Missbrauchsprozess in Bonn Richter verurteilt Familienvater aus Windeck zu elf Jahren Haft

Bonn/Windeck. · Der Richter von unfassbaren Details erschüttert: Ein Familienvater aus Windeck verging sich jahrelang an drei Kindern seiner Ehefrau. Das Urteil lautet elf Jahre Haft.

 Verdeckt sein Gesicht: Der Angeklagte vor der Urteilsverkündung mit seinem Anwalt vor dem Bonner Landgericht.

Verdeckt sein Gesicht: Der Angeklagte vor der Urteilsverkündung mit seinem Anwalt vor dem Bonner Landgericht.

Foto: Leif Kubik

Vor der 2. Großen Strafkammer am Bonner Landgericht ist am Freitagmittag ein 34-jähriger Kraftfahrer aus Windeck wegen schweren sexuellen Missbrauchs in 30 sowie sexuellen Missbrauchs Schutzbefohlener in weiteren neun Fällen zu elf Jahren Haft verurteilt worden. Das Gericht sah es als erwiesen an, dass der Verurteilte, der selber auch sieben leibliche Kinder im Alter zwischen einem und 18 Jahren von vier Frauen hat, seine drei Stiefkinder über einen Zeitraum von acht Jahren missbraucht hat. In drei Fällen verletzte er seine Opfer darüber hinaus derart, dass das Gericht ihn zusätzlich auch wegen vorsätzlicher Körperverletzung verurteilte.

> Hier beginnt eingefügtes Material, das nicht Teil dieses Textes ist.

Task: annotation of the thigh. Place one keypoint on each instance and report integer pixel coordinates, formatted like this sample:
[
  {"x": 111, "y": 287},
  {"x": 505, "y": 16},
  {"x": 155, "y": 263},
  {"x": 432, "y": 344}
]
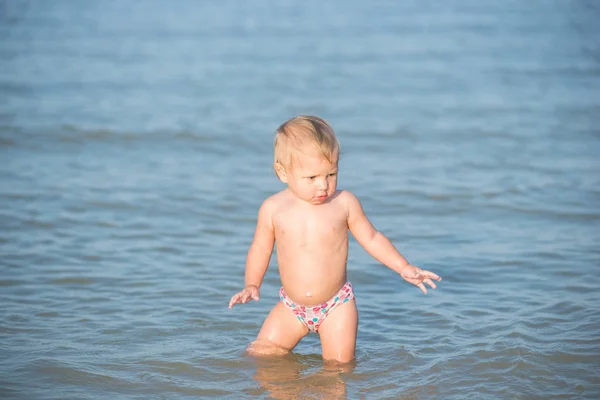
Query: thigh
[
  {"x": 281, "y": 328},
  {"x": 338, "y": 332}
]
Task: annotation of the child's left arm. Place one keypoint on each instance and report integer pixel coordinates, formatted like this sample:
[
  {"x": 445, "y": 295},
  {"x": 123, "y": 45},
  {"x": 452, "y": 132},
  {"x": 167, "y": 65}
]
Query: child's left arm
[{"x": 382, "y": 249}]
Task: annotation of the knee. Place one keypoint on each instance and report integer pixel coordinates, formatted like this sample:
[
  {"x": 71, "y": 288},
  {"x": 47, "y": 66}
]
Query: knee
[{"x": 265, "y": 348}]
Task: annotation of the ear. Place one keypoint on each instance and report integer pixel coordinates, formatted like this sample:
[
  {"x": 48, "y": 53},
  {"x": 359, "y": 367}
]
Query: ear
[{"x": 280, "y": 171}]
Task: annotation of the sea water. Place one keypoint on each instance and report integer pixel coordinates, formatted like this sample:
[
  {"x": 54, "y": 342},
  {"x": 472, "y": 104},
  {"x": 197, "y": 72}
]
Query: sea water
[{"x": 136, "y": 148}]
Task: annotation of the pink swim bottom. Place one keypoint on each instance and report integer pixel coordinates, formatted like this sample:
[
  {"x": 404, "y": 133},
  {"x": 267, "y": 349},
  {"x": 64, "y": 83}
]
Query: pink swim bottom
[{"x": 313, "y": 316}]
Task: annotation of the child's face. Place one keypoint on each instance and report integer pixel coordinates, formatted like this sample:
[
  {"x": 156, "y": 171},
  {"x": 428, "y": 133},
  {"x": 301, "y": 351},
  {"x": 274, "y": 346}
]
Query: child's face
[{"x": 313, "y": 178}]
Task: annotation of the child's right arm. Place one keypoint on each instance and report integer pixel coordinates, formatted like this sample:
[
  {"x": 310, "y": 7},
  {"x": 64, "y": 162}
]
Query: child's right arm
[{"x": 258, "y": 258}]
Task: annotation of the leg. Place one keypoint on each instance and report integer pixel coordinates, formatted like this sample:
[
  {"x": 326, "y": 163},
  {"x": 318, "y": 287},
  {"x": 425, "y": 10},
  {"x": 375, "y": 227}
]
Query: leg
[
  {"x": 338, "y": 333},
  {"x": 279, "y": 334}
]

Das Verbrechen ist schwer zu fassen: „Die gesamte Familie ist durch den jahrelangen Missbrauch gezeichnet“, sagte der Vorsitzende Richter Wolfgang Schmitz-Justen: „Es gab eine Vielzahl von Taten, und teilweise waren die Übergriffe extrem brutal.“

In der Frage, ob Mädchen oder Junge sei der 34-Jährige genau so wenig wählerisch gewesen wie bei den Tatorten. Die drei Opfer, ein zu Tatbeginn maximal fünfjähriger Sohn seiner Ehefrau, sowie deren sieben- und neunjährige Töchter aus einer vorangegangenen Beziehung mussten die Taten an den unterschiedlichsten Orten über sich ergehen lassen: Ob in der Wohnung, auf dem Spielplatz, in einer Campinghütte, im Wald oder sogar im Führerhaus seines Lkw - fast überall fand der Verurteilte Gelegenheiten, seine Stiefkinder zu missbrauchen. „In der Wohnung gab es keinen Ort, an dem nicht irgendwelche Übergriffe stattgefunden hätten“, so Richter Schmitz-Justen.

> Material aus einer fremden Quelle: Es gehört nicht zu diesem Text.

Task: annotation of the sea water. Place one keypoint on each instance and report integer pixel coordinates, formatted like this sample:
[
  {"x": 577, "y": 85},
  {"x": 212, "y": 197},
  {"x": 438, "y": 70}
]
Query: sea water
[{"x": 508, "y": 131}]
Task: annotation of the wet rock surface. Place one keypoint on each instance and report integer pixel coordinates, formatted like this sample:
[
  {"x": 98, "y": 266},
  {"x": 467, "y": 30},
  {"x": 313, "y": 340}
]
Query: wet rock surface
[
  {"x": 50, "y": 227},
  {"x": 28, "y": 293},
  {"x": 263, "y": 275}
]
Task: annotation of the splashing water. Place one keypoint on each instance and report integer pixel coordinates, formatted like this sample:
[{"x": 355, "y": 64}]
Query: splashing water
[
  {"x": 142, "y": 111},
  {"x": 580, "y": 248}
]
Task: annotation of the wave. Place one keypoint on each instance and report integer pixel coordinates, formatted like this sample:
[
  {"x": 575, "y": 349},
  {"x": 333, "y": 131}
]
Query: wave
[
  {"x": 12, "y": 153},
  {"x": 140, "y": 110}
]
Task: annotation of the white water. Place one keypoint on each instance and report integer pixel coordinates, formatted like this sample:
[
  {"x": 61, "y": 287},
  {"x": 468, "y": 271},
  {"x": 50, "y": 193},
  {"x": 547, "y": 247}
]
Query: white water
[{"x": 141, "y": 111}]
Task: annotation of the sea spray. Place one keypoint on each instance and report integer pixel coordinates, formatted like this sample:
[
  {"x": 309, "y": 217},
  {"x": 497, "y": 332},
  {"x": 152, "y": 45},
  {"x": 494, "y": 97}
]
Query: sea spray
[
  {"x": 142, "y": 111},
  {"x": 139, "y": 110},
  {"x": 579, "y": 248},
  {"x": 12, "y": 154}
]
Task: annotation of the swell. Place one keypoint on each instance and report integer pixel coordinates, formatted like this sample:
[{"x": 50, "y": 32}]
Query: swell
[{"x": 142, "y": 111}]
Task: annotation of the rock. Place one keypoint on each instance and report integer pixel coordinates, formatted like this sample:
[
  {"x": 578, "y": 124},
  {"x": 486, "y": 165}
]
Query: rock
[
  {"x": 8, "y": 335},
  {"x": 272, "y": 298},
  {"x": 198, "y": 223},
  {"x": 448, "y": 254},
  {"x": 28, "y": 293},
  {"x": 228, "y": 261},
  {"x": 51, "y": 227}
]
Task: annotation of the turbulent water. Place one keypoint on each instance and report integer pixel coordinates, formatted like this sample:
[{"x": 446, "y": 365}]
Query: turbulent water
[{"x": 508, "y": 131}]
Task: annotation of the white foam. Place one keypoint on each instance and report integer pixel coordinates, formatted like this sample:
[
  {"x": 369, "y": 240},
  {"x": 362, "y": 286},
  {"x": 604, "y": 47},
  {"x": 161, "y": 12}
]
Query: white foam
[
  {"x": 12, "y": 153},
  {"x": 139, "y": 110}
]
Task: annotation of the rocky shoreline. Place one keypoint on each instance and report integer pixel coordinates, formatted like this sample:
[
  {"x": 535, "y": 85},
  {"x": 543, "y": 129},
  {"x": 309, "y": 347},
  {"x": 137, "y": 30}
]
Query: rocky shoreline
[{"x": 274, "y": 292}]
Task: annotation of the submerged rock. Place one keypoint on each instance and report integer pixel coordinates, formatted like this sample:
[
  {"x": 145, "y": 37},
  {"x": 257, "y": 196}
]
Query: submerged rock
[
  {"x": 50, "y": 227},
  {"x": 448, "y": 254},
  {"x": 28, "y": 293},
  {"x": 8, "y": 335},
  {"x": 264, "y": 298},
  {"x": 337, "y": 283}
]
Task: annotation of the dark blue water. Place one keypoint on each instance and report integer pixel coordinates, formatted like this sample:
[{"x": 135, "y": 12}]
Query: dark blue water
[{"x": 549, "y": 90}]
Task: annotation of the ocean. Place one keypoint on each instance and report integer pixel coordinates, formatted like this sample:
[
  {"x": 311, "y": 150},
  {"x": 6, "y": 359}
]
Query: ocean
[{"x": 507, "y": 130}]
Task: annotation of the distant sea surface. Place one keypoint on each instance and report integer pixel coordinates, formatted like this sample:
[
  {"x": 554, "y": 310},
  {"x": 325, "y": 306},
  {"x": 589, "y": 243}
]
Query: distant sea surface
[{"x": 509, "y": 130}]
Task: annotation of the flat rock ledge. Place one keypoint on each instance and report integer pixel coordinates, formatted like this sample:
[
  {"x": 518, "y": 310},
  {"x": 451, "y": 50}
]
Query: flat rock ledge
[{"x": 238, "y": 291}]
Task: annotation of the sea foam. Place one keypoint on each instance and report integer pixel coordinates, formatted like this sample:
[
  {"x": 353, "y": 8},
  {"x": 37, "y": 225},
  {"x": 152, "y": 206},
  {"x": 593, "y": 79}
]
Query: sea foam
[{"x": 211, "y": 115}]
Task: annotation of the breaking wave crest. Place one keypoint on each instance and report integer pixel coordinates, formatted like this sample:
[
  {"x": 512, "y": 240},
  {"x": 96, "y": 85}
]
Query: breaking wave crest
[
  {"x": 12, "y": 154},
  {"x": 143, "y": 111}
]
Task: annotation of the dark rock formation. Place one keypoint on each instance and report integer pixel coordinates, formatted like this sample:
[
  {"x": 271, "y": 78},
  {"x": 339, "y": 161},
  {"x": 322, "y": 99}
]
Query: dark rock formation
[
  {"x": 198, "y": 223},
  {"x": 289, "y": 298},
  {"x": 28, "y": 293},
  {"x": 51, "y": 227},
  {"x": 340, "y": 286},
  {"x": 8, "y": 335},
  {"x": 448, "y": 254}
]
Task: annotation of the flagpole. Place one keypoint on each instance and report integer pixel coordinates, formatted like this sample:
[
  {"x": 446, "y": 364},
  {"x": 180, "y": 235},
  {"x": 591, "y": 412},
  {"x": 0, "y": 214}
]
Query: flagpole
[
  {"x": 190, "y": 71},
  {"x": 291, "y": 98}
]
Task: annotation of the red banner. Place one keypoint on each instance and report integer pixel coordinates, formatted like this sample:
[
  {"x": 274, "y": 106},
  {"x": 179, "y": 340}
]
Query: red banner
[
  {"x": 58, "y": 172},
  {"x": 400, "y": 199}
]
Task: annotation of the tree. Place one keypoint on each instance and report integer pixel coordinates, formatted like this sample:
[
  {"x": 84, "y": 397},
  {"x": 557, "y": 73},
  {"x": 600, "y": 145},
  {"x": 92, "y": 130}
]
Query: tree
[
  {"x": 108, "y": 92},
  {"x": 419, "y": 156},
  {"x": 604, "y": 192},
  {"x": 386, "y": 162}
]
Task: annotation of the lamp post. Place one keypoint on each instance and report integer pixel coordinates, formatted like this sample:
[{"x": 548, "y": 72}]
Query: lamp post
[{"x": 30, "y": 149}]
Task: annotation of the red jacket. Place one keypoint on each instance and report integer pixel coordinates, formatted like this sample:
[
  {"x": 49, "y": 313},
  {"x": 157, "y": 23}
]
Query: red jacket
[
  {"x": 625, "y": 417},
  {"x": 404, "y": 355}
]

Vergewaltigungen unbarmherzig als Bestrafungen eingesetzt

Offenbar setzte der Verurteilte Vergewaltigungen auch regelmäßig zur Bestrafung seiner beiden Stieftöchter ein: Ein Detail, das selbst der erfahrene Richter nach eigenem Bekunden noch nie zuvor in seiner Laufbahn geschildert bekommen hat. So fand der erste Übergriff auf das ältere Mädchen statt, nachdem das Kind unerlaubterweise ein Haargummi aus einer noch ungeöffneten 100er-Packung stibitzt hatte.

Neben den Stiefkindern lebten zum Schluss auch drei gemeinsame Kinder in dem Haushalt des Ehepaars. Der Stiefsohn war nach Verhaltensauffälligkeiten zwischenzeitlich zu seinem leiblichen Vater gezogen. Um eine der Missbrauchstaten an dem Jungen durchzusetzen, hatte der Verurteilte dem Vorschulkind sogar versprochen, es dürfe dann bei seiner Mutter bleiben.

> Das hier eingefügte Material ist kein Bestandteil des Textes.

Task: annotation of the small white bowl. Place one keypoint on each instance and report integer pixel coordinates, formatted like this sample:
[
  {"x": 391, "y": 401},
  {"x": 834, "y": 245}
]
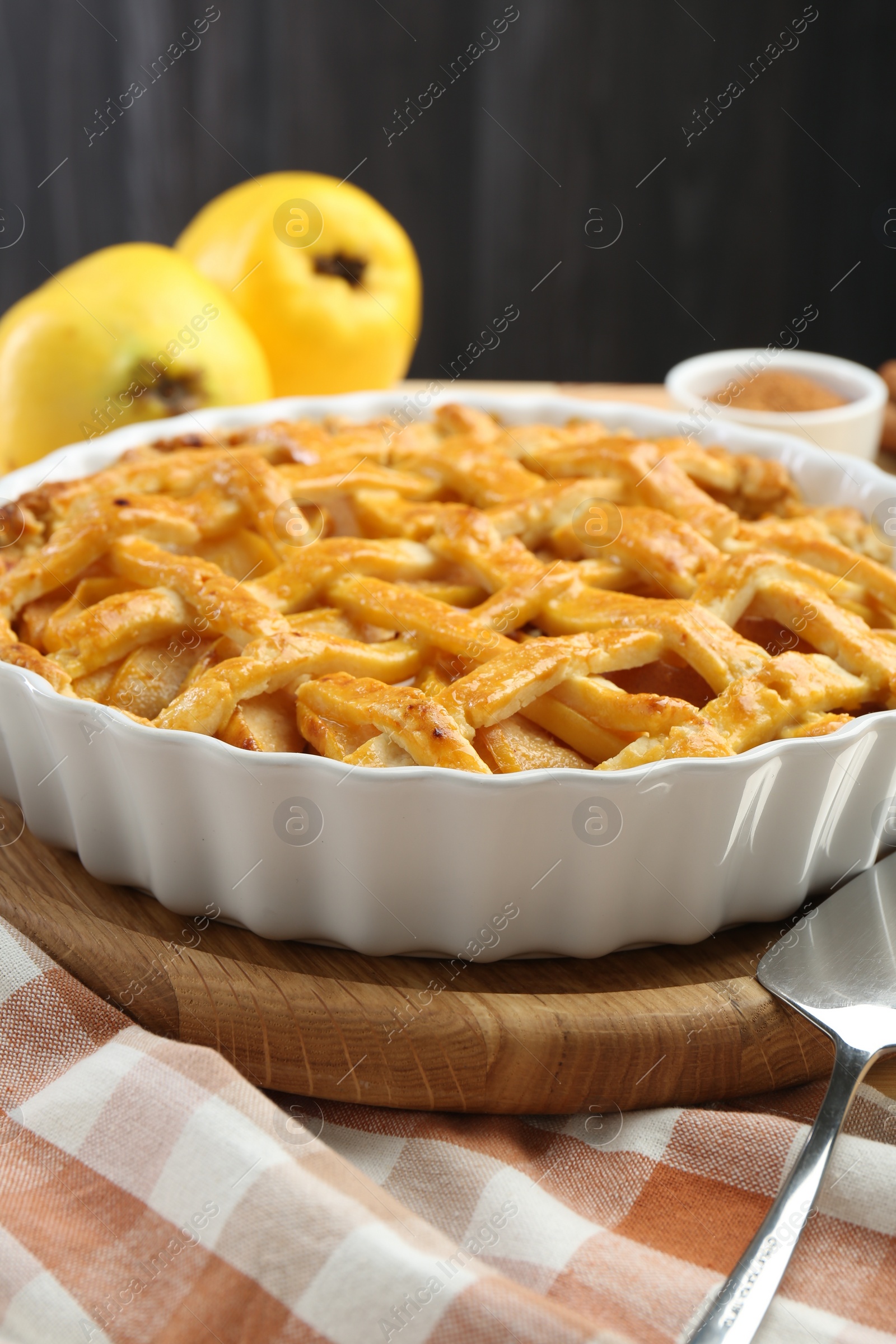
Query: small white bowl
[{"x": 853, "y": 428}]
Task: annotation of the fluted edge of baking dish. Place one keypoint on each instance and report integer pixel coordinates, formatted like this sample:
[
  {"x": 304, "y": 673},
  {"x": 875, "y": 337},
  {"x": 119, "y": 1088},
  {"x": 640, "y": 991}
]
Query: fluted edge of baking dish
[{"x": 440, "y": 862}]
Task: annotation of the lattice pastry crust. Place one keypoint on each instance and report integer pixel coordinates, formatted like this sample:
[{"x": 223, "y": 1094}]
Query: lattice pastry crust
[{"x": 454, "y": 593}]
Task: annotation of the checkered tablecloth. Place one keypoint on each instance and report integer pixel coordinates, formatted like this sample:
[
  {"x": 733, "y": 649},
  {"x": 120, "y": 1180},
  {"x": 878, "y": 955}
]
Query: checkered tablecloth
[{"x": 150, "y": 1194}]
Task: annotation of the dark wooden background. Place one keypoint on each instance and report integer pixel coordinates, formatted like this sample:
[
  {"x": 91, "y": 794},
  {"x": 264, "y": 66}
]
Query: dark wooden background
[{"x": 730, "y": 239}]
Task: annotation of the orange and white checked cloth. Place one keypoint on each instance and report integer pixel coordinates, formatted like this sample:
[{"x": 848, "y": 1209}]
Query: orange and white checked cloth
[{"x": 150, "y": 1194}]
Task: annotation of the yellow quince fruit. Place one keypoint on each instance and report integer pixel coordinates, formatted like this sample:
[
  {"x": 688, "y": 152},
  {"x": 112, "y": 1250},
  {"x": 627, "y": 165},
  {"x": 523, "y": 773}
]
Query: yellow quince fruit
[
  {"x": 325, "y": 277},
  {"x": 130, "y": 333}
]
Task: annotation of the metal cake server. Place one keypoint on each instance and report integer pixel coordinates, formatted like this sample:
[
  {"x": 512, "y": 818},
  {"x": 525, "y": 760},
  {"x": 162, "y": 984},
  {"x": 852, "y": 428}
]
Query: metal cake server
[{"x": 837, "y": 965}]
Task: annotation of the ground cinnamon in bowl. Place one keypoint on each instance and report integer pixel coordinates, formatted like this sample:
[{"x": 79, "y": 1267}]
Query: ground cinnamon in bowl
[{"x": 777, "y": 390}]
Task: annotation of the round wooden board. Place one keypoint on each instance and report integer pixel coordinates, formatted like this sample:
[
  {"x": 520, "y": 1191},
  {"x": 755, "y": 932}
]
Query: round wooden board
[{"x": 637, "y": 1029}]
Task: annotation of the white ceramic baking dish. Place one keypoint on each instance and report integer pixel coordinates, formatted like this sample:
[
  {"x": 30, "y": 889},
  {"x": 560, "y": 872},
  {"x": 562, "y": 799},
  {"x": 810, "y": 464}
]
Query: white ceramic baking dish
[{"x": 438, "y": 862}]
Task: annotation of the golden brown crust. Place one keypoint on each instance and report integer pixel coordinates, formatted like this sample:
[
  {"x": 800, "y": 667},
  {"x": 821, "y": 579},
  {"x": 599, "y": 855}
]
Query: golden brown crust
[{"x": 170, "y": 588}]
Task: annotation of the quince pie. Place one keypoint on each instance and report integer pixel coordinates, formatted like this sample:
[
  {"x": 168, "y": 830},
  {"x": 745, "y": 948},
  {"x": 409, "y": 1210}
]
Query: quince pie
[{"x": 454, "y": 593}]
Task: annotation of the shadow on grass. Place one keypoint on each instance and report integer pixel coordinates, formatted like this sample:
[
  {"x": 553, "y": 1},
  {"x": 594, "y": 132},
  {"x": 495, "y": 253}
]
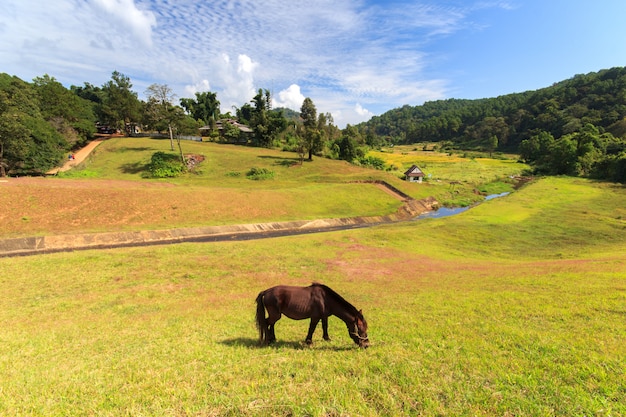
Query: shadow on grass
[
  {"x": 124, "y": 149},
  {"x": 296, "y": 345},
  {"x": 287, "y": 162},
  {"x": 133, "y": 168}
]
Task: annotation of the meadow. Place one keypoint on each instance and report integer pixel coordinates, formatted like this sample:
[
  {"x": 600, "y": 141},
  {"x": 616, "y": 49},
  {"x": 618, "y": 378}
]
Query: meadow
[{"x": 513, "y": 308}]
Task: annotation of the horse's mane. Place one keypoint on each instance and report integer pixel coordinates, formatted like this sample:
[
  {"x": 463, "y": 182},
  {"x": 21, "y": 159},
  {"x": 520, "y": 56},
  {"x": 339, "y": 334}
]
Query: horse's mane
[{"x": 338, "y": 298}]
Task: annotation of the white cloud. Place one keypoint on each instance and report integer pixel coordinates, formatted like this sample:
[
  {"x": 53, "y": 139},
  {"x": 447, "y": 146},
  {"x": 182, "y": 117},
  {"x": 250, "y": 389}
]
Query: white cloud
[
  {"x": 139, "y": 22},
  {"x": 199, "y": 87},
  {"x": 290, "y": 98},
  {"x": 236, "y": 81},
  {"x": 362, "y": 112},
  {"x": 337, "y": 53}
]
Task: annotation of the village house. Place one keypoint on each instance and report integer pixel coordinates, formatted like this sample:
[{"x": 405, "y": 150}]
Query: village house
[
  {"x": 414, "y": 174},
  {"x": 245, "y": 132}
]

Verweigerungshaltung mitursächlich für das hohe Strafmaß

Gestanden hatte der Verurteilte nur einige der angeklagten Taten, und diese Verweigerungshaltung, die er auch gegen den Rat seines Anwalts durchhielt, trug nicht unerheblich zu dem nun ausgesprochenen Strafmaß bei. Die Kinder selber hatten bei ihrer Vernehmung als Zeugen sogar von einigen hundert Taten gesprochen. Selbst den letzten Vorfall, bei dem er von seiner Frau in flagranti ertappt worden war, stritt er bis zuletzt ab: Man habe sich nur umziehen wollen.

Das Gericht hingegen hielt die Aussagen der Opfer über jeden Zweifel erhaben: Alle Schilderungen seien plausibel und immer in sich konsistent gewesen, so der Richter. „Das sind Details, die denkt man sich nicht aus.“ Erst nach der letzten Tat berichtete die ältere Tochter ihrer Mutter das gesamte Ausmaß des Missbrauchs. Und erst als die Geschwister des Mädchens gefragt wurden, ob die Angaben ihrer Schwester denn zutreffend seien, wagten die anderen Kinder auch von den an ihnen begangenen Übergriffen zu berichten.

Offenbar hatten alle Opfer Angst, ihre Familie zu zerstören, wenn sie die Wahrheit sagten: Wirklich beeindruckend sei das Bekenntnis eines der Mädchen gewesen, so Schmitz-Justen: Das Mädchen hatte geschildert, es habe die Übergriffe in den ersten Jahren für vollkommen normal gehalten und sich gar nicht vorstellen können, dass so etwas in anderen Familien nicht vorkäme.